With BMX and skating, who says theatre can't be street?

Performance company Branch Nebula is bringing street skills such as BMX and Parkour to the theatre. (HANDOUT/ORIGINAL SPIN PR)

While most theatre outfits hold auditions, the directors of Branch Nebula visit skate parks to find performers instead.

The groundbreaking company brings street skills to the theatre, with shows featuring BMX riders, parkourists, breakdancers and skateboarders.

A performer executes a trick on roller skates
A performer executes a trick on roller skates during the Sydney Festival show Air Time.

"To have the pace and height they get, to put that in a theatre, it's just an amazing sensory experience," said the company's Lee Wilson.

As part of the Sydney Festival, Branch Nebula's latest production Air Time will be staged at the Seymour Centre on a complex series of purpose-built ramps.

The gravity-defying manoeuvres are set to music, with dancers Cloé Fournier and Feras Shaheen, skateboarders Austin Gray and Nakula Boag, BMX rider Xavier Gilbee and parkourist Alejandro Scarone climbing, sliding and flipping over the ramps.

Branch Nebula is also working with a pro roller skater, Larrakia woman Tia Pitman, for the first time.

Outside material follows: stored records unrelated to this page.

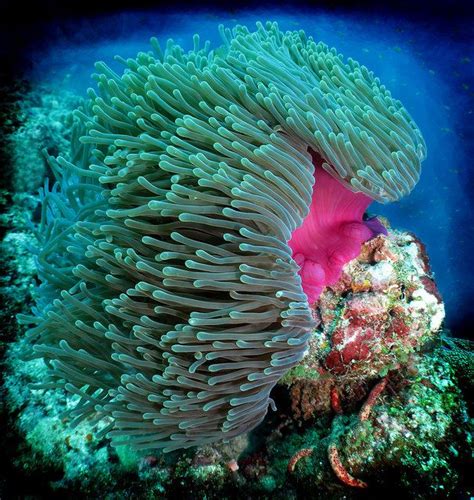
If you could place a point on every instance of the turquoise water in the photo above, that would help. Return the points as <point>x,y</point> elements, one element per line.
<point>429,68</point>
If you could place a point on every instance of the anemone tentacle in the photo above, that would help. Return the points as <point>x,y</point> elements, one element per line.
<point>171,302</point>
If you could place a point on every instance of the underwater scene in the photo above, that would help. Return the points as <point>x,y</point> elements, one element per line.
<point>236,251</point>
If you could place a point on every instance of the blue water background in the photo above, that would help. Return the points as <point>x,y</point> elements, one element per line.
<point>424,65</point>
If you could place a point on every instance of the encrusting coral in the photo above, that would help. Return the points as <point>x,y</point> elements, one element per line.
<point>172,299</point>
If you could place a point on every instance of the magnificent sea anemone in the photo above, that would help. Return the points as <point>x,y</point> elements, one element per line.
<point>209,197</point>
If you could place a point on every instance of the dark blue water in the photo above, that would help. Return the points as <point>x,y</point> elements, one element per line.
<point>427,63</point>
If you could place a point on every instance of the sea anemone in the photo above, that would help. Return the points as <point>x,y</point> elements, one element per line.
<point>209,197</point>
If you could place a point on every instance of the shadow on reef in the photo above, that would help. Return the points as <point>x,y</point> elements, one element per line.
<point>379,400</point>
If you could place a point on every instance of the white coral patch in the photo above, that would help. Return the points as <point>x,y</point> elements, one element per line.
<point>428,303</point>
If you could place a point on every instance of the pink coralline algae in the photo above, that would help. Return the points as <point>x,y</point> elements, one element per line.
<point>383,308</point>
<point>332,233</point>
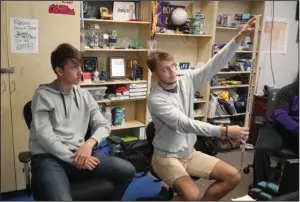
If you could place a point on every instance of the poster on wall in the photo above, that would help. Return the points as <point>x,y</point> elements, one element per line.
<point>123,11</point>
<point>279,35</point>
<point>24,35</point>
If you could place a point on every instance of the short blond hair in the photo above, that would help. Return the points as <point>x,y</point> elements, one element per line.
<point>157,56</point>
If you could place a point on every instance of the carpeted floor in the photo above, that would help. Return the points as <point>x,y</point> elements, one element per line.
<point>148,188</point>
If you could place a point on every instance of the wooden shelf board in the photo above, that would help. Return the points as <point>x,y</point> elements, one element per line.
<point>199,101</point>
<point>128,124</point>
<point>228,116</point>
<point>190,35</point>
<point>115,21</point>
<point>120,100</point>
<point>228,28</point>
<point>115,82</point>
<point>115,50</point>
<point>230,86</point>
<point>234,72</point>
<point>199,116</point>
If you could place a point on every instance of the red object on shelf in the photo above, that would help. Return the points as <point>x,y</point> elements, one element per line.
<point>138,20</point>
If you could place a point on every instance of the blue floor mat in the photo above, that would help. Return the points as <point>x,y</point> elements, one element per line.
<point>134,191</point>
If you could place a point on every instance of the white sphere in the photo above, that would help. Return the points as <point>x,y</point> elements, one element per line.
<point>179,16</point>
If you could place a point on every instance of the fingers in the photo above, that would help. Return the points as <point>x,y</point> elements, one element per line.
<point>252,20</point>
<point>96,160</point>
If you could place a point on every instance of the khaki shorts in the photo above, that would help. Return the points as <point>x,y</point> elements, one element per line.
<point>197,164</point>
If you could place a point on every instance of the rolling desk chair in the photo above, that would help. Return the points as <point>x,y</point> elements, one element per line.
<point>88,190</point>
<point>282,154</point>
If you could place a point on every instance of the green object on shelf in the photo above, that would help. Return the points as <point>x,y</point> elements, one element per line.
<point>129,138</point>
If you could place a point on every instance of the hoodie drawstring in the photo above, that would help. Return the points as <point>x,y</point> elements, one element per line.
<point>64,102</point>
<point>76,101</point>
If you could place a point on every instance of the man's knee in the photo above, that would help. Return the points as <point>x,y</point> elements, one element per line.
<point>234,179</point>
<point>187,189</point>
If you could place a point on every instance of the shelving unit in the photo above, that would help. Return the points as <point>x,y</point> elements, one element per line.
<point>224,34</point>
<point>136,108</point>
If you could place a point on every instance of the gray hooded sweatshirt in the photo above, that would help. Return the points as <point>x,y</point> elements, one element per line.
<point>172,113</point>
<point>60,121</point>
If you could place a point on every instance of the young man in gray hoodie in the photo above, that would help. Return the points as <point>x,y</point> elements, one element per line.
<point>61,115</point>
<point>171,107</point>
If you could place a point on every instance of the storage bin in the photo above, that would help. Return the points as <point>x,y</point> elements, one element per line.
<point>98,93</point>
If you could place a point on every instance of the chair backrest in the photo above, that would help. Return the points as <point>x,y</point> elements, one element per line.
<point>150,134</point>
<point>27,114</point>
<point>28,118</point>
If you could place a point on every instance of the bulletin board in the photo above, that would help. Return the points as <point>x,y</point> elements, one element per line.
<point>279,35</point>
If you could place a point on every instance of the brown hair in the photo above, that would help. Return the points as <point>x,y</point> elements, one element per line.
<point>155,57</point>
<point>63,53</point>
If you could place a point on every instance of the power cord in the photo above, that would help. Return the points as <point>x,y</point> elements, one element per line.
<point>271,40</point>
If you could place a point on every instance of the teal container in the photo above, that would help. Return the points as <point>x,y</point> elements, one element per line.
<point>118,115</point>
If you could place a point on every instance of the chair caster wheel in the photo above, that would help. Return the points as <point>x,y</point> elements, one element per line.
<point>246,170</point>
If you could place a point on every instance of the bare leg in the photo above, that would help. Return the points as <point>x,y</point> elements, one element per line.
<point>227,178</point>
<point>186,189</point>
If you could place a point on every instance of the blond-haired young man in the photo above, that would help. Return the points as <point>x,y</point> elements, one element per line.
<point>171,107</point>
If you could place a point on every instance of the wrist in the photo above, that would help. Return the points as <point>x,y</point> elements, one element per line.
<point>223,131</point>
<point>91,142</point>
<point>239,38</point>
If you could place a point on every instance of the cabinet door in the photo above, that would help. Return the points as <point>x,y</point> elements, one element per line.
<point>8,177</point>
<point>33,69</point>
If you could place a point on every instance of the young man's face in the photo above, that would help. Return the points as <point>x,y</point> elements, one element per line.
<point>71,73</point>
<point>166,72</point>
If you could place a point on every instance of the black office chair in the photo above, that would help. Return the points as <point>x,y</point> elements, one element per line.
<point>282,154</point>
<point>87,190</point>
<point>166,191</point>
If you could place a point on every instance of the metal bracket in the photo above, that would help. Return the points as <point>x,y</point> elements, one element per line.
<point>9,70</point>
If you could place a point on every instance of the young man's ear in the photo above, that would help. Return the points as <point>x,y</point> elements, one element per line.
<point>59,71</point>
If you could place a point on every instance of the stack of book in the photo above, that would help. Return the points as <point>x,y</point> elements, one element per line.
<point>138,90</point>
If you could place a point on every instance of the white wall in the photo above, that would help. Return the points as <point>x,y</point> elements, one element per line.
<point>285,66</point>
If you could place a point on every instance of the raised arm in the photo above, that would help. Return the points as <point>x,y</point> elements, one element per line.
<point>43,131</point>
<point>218,61</point>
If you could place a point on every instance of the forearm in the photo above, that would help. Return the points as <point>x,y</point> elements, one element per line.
<point>55,147</point>
<point>239,38</point>
<point>214,65</point>
<point>198,127</point>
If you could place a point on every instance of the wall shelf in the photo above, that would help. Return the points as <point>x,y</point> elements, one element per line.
<point>115,21</point>
<point>114,82</point>
<point>230,86</point>
<point>114,50</point>
<point>128,124</point>
<point>189,35</point>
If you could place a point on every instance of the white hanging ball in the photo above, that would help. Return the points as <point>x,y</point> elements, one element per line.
<point>179,16</point>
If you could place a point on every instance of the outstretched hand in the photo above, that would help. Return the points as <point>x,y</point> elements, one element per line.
<point>238,132</point>
<point>249,27</point>
<point>247,30</point>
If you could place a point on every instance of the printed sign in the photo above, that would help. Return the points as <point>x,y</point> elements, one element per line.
<point>61,9</point>
<point>24,35</point>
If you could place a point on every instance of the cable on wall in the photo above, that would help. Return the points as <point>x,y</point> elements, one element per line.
<point>271,34</point>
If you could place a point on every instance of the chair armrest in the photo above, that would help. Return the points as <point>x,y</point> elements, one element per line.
<point>25,157</point>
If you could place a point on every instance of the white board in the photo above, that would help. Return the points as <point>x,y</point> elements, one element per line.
<point>23,35</point>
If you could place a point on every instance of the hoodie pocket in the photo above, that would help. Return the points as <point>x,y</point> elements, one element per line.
<point>171,142</point>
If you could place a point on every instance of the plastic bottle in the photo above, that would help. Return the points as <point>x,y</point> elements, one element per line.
<point>107,114</point>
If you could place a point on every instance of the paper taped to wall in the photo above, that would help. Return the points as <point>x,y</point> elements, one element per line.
<point>244,198</point>
<point>23,35</point>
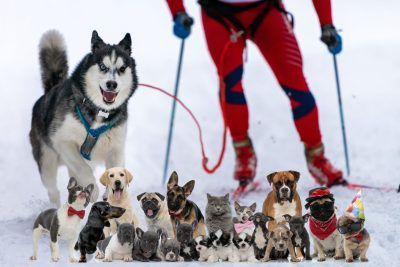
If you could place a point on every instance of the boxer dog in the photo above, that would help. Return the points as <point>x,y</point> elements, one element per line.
<point>283,199</point>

Recruiting performers with street skills isn't easy, according to Wilson, who has been talent-spotting at BMX competitions, break dance battles and skate parks since the company's first production, Paradise City, in 2004.

Often he encounters scepticism and resistance from teenagers who simply don't expect to be invited to perform in a show.

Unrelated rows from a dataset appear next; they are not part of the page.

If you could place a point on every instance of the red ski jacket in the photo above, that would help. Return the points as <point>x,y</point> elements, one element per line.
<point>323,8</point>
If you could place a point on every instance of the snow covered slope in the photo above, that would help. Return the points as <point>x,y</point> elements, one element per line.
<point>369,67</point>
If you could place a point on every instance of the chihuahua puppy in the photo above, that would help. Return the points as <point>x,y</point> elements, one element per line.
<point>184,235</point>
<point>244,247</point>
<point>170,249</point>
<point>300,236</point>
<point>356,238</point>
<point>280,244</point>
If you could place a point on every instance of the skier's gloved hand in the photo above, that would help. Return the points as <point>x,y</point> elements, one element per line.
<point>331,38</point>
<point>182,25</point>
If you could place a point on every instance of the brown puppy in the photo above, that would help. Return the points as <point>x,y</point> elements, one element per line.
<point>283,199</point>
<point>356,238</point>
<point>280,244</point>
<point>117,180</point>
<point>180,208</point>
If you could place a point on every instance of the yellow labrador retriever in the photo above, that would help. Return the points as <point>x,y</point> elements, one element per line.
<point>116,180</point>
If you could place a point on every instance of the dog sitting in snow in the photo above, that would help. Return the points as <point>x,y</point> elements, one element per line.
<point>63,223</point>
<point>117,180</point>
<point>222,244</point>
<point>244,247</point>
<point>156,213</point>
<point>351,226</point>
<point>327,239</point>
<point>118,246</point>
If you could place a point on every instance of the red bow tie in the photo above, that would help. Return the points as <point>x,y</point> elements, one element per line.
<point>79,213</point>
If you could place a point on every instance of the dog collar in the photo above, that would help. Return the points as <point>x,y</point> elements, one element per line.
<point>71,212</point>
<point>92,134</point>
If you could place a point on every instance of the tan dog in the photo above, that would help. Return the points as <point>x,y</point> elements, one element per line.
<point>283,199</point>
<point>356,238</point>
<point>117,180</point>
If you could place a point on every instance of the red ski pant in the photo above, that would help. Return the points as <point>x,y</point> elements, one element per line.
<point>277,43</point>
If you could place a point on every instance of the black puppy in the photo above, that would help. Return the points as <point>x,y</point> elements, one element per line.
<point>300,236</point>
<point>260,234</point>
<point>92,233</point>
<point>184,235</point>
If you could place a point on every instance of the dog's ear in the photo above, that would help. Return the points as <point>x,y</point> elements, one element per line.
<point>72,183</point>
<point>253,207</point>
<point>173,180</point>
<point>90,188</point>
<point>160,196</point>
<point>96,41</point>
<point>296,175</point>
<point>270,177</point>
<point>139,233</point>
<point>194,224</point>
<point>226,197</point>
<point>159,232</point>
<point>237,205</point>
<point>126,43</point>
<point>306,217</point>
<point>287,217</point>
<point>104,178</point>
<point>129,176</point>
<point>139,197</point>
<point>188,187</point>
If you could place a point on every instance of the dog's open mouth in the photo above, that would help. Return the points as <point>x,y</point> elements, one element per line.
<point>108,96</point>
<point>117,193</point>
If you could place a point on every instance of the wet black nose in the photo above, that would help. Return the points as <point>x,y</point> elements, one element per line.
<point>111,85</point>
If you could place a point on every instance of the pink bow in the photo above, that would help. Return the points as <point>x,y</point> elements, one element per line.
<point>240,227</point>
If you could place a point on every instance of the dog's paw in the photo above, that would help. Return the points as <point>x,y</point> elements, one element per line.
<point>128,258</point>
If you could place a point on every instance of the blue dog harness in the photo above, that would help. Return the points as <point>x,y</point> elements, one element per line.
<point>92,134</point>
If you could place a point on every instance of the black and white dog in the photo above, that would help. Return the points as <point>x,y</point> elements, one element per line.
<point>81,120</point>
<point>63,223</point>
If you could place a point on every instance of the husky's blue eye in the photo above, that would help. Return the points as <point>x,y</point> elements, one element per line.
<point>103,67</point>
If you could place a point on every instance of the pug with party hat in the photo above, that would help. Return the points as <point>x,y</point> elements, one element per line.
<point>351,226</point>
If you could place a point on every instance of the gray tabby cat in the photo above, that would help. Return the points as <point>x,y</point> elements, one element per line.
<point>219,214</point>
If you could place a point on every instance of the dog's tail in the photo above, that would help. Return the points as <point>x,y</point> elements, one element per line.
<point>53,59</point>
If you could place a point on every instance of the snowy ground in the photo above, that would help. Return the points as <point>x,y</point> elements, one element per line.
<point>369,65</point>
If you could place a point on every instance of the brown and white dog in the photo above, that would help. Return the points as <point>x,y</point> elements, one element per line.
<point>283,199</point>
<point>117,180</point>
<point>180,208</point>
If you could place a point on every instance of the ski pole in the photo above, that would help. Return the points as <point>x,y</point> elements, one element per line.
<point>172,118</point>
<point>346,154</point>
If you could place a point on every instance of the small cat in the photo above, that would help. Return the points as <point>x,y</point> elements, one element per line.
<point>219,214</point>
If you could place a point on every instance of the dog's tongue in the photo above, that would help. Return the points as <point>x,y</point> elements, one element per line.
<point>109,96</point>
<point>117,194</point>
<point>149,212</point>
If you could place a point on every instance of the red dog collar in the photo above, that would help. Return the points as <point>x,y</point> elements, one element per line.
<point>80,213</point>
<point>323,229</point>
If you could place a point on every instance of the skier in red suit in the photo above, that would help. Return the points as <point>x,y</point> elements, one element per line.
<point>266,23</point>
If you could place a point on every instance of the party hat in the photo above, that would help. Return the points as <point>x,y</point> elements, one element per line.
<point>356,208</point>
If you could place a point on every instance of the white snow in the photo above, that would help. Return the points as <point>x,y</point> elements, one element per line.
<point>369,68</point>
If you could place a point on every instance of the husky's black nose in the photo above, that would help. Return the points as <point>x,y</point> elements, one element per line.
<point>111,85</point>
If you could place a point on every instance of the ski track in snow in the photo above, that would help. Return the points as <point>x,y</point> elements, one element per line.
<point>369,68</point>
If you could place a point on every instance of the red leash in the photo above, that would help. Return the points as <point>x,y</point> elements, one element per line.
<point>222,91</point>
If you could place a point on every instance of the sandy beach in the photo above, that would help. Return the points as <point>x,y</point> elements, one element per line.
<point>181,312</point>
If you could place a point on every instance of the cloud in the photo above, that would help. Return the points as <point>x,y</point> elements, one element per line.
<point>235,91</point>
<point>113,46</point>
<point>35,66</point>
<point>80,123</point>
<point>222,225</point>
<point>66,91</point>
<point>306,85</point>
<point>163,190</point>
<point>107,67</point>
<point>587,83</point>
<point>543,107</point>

The challenge for Wilson is to convince the talented teens that he just wants them to use their skills and be authentic.

"We're not asking them to act or be a character or wear a silly costume," he said.

"We really want them to be themselves - the authenticity of their subculture is what we're sharing with the audience."

It helps that these days he and company co-founder Mirabelle Wouters can also turn to social media to unearth fresh talent, and that over time Branch Nebula has developed a core group of street performers.

The rapport and trust they have built have been essential in developing spectacularly risky stunts and performing them safely.

"We start off very carefully and very controlled, and we do things over and over and over again until they become comfortable," Wilson said.

Choreographed to an electro soundtrack by Phil Downing, Lee explains that while Air Time is more like a concert than narrative theatre, it's also much more than just a series of tricks.

Performers show off their BMX, skateboarding and rollerblading skills.
The performers show off their BMX, skateboarding and rollerblading skills.

Ramps are wired with microphones so the audience can hear the performers moving and landing, and some of the ramps trigger beats on impact.

The performers also introduce a series of everyday objects to the stage, such as car tyres, planks or conduit tubes, building obstacles for themselves and reconfiguring them in unpredictable ways.

Different street skills, such as BMX and dance, also interact with each other - and this, too, is dangerous.

"The vulnerability of a body and then the speed of someone on wheels creates a really interesting and risky dynamic," said Wilson.

It all attracts audiences outside the usual crowd of theatregoers, and Branch Nebula is also known for its outdoor shows, and even stealth performances staged in skate parks.

Air Time is on January 7-11 at the Seymour Centre for the 2025 Sydney Festival.